06 February 2020 - Events
Despite its comprehensive scope and application, the General Data Protection Regulation (GDPR) does not cover absolutely every personal data processing activity in the European Economic Area. As a matter of common sense, the legislation specifically excludes from its scope ‘any purely personal or household activity and thus with no connection to a professional or commercial activity’.
In practice, this means it is fine to maintain lists of contact details of friends or use social media to send your family festive greetings without first presenting them with a GDPR-compliant privacy notice (which thankfully avoids the need to find a lawful basis for sticking their faces on dancing elves).
But what about the grey areas? What happens when social networking is used not only to circulate novelty e-cards but also to promote a business or where your “#nofilter” posts on The Gram finally promotes you to Influencer status? The powers that be in the UK and EU have been unequivocal in agreeing that ‘purely personal’ can have no ‘professional or commercial’ element and that this must be interpreted in ac restrictive manner.
One grey area in particular which has probably not received the GDPR attention it deserves is in respect of the employment of domestic workers. For example, any employer of a nanny will need to process certain amount of their personal data to know, at a minimum, who is coming to their house and how that person can be contacted and paid. As far as the person employing such domestic workers is concerned, their work is primarily a matter of the household and of no other business. However, the domestic worker who comes into a household to do a job they are paid for would treat their stay in that household clearly as a commercial activity.
Processing of such information is not a GDPR-exempt activity and the regulator will enforce the information rights these individuals have against their employer.
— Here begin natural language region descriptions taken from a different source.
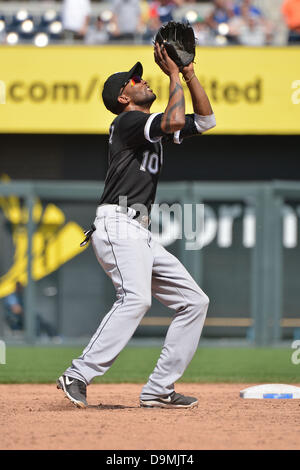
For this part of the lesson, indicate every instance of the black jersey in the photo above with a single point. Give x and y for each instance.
(136, 156)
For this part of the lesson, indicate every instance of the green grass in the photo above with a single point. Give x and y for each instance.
(252, 365)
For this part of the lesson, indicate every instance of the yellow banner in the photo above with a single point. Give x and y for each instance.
(58, 89)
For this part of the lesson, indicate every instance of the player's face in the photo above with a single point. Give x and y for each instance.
(139, 91)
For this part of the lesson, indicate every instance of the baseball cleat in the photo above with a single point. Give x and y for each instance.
(175, 400)
(74, 389)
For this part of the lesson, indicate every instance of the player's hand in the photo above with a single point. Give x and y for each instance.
(188, 71)
(163, 60)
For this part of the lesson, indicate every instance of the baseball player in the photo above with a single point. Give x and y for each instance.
(139, 266)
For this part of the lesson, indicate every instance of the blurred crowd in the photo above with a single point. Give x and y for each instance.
(227, 22)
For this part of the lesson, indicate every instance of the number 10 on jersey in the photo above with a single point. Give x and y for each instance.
(150, 162)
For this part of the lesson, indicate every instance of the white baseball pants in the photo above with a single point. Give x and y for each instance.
(140, 267)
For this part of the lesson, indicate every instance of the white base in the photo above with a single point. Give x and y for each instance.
(271, 391)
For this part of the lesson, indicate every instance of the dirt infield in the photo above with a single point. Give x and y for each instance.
(38, 417)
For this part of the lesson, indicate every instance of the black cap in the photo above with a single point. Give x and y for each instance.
(113, 85)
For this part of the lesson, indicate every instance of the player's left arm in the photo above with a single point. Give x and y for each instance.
(204, 115)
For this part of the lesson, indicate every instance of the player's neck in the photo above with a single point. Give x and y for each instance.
(135, 107)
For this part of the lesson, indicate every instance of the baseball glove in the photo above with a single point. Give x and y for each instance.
(179, 41)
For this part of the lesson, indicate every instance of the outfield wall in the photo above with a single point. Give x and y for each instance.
(58, 89)
(248, 263)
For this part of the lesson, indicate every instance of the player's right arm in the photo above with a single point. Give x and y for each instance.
(173, 119)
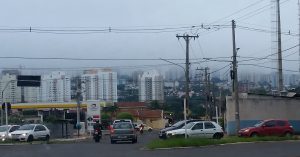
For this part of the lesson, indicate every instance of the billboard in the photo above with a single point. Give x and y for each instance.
(93, 113)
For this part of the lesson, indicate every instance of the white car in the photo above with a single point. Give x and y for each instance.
(203, 129)
(30, 132)
(122, 120)
(146, 127)
(5, 130)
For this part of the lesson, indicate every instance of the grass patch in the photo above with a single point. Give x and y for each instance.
(196, 142)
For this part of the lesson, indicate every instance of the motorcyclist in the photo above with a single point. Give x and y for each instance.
(141, 128)
(97, 126)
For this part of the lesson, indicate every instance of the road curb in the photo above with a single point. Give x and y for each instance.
(215, 145)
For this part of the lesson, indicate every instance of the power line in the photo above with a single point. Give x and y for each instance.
(270, 67)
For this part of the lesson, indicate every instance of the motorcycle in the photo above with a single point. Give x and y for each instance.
(141, 129)
(97, 135)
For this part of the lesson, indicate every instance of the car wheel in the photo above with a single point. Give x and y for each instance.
(254, 134)
(217, 136)
(288, 134)
(47, 138)
(30, 138)
(135, 140)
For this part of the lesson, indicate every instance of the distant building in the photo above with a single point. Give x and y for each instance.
(254, 108)
(151, 86)
(56, 87)
(31, 94)
(100, 85)
(11, 93)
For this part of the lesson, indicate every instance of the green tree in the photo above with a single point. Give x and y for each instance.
(125, 115)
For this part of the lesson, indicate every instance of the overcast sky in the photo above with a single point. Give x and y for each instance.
(137, 14)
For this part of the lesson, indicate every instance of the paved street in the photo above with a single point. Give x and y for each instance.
(105, 149)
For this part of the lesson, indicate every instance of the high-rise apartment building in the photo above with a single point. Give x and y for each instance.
(11, 93)
(56, 87)
(151, 86)
(99, 85)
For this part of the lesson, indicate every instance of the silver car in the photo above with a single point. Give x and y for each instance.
(5, 130)
(203, 129)
(30, 132)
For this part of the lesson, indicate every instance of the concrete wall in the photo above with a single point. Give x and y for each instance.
(254, 108)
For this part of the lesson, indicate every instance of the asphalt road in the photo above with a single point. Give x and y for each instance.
(105, 149)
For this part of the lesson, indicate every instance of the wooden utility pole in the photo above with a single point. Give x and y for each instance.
(280, 77)
(235, 81)
(187, 38)
(207, 92)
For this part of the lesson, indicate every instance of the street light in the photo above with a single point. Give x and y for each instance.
(184, 104)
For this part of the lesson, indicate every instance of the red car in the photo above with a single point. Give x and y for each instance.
(268, 128)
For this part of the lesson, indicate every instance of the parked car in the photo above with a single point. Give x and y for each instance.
(122, 120)
(30, 132)
(5, 130)
(178, 125)
(123, 131)
(268, 128)
(146, 127)
(203, 129)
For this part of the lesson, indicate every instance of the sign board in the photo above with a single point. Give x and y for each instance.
(93, 114)
(29, 81)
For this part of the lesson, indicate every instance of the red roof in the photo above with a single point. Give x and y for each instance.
(131, 104)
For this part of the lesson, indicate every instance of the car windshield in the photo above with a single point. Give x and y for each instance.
(178, 124)
(122, 126)
(259, 124)
(26, 127)
(4, 128)
(188, 126)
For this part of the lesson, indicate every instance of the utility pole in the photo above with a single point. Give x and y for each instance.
(187, 38)
(280, 77)
(209, 97)
(299, 31)
(235, 81)
(78, 96)
(207, 93)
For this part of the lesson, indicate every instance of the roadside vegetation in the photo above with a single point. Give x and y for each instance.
(196, 142)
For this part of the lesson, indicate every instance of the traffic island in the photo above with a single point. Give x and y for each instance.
(198, 142)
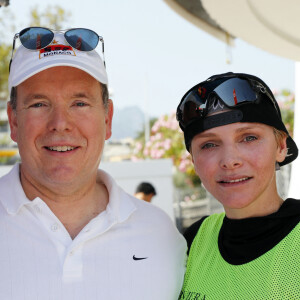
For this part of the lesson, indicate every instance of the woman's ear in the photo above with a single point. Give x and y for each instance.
(281, 149)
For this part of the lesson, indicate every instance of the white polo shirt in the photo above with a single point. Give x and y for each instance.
(132, 250)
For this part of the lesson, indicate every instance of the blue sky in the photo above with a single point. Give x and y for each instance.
(153, 55)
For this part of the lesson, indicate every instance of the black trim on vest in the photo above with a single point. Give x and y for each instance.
(241, 241)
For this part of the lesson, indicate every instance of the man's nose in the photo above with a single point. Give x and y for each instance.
(60, 120)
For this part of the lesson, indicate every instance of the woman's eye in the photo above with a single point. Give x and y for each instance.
(37, 105)
(80, 104)
(250, 138)
(208, 146)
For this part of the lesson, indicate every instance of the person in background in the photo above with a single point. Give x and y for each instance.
(67, 230)
(234, 131)
(145, 191)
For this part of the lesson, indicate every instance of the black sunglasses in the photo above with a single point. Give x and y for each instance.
(36, 38)
(231, 89)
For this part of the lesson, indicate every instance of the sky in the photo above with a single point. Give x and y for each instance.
(153, 55)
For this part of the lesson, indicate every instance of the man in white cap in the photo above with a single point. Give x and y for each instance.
(67, 231)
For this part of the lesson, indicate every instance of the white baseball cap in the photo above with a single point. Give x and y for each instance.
(27, 63)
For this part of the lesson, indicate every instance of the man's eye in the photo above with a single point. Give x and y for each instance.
(208, 146)
(81, 104)
(250, 138)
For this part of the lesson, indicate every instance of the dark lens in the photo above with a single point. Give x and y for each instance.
(192, 106)
(82, 39)
(234, 91)
(36, 37)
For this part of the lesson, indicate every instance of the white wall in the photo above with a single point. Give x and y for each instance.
(294, 191)
(158, 172)
(129, 174)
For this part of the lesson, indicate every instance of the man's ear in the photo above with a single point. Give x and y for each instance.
(13, 124)
(108, 118)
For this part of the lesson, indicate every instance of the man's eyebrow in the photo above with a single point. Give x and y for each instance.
(80, 95)
(31, 97)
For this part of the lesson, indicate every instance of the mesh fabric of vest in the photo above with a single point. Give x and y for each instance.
(273, 275)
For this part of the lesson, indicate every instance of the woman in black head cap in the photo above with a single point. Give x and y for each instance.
(234, 131)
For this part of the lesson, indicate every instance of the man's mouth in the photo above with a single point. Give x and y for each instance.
(61, 148)
(235, 180)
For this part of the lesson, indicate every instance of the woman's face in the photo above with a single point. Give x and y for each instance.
(236, 164)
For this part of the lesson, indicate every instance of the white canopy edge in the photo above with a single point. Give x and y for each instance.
(215, 32)
(271, 25)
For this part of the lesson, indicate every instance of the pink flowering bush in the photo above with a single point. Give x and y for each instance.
(167, 141)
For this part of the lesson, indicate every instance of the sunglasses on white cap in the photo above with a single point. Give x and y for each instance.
(36, 38)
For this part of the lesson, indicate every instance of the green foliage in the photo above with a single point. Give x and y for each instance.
(166, 141)
(52, 17)
(286, 101)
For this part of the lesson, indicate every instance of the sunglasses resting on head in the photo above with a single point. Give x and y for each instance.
(37, 38)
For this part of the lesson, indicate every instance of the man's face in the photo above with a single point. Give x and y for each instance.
(60, 125)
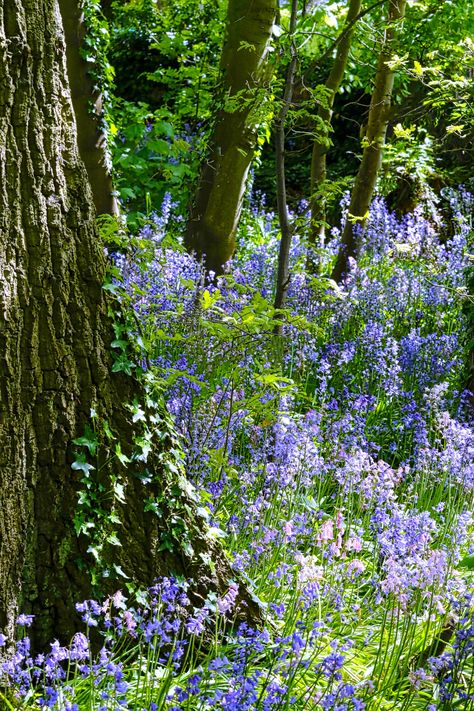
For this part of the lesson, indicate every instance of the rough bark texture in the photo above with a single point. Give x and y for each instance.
(54, 352)
(321, 141)
(379, 113)
(215, 214)
(283, 273)
(87, 102)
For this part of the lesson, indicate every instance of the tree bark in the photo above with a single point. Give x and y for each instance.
(88, 110)
(283, 273)
(324, 115)
(215, 214)
(379, 113)
(55, 362)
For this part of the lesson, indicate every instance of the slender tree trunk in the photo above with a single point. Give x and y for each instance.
(379, 113)
(215, 214)
(87, 102)
(283, 274)
(55, 362)
(324, 116)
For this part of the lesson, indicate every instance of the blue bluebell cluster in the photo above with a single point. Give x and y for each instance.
(338, 463)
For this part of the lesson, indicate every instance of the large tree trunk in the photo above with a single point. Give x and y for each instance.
(324, 116)
(87, 102)
(283, 272)
(55, 360)
(379, 113)
(215, 214)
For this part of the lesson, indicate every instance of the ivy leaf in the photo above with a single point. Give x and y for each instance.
(80, 464)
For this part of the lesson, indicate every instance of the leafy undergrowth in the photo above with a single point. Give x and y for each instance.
(338, 463)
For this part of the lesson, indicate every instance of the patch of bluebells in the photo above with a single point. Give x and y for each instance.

Where employers cannot rely on the household exemption, they are under an obligation to take measures to satisfy at least the bare minimum requirements of the applicable data protection law.
Most notably, this requires the employer (as the “data controller” determining the purpose and means of the processing) to comprehensively inform the domestic worker on the specifics of the processing, including what third parties may access the employee’s information, whether by way of a privacy notice or within the employer’s terms of engagement. In many instances, this would be a straightforward task to complete, but it often gets overlooked.
But what about accounting for trickier processing scenarios such as when CCTV is operational in the household or when connected devices, such as smart speakers are present on the premises and may be recording the domestic worker’s activities? Such devices may record personal data such as images or voice recordings, which is not necessary for the performance of the employment contract and this needs to be notified and may need to be justified on a different basis.
Google’s very own Rich Osterloh (SVP, Devices and Services) announced he would tell visitors to his house that there is a smart speaker operating in the background. Employers of domestic workers need to understand how these devices work and the impact on data processing before they introduce them into the home but sadly this information is not always readily accessible from the relevant provider (although try asking your Alexa or Siri about their processing and you should be gifted with their stock responses on data processing).
Overall, the key to compliance here is twofold:
1) understanding that just because an activity happens in your household does not make it a GDPR-exempt activity;
2) notifying domestic workers (in a clear and transparent manner) how you are processing their data, especially where the data processing is more intrusive and not necessarily expected.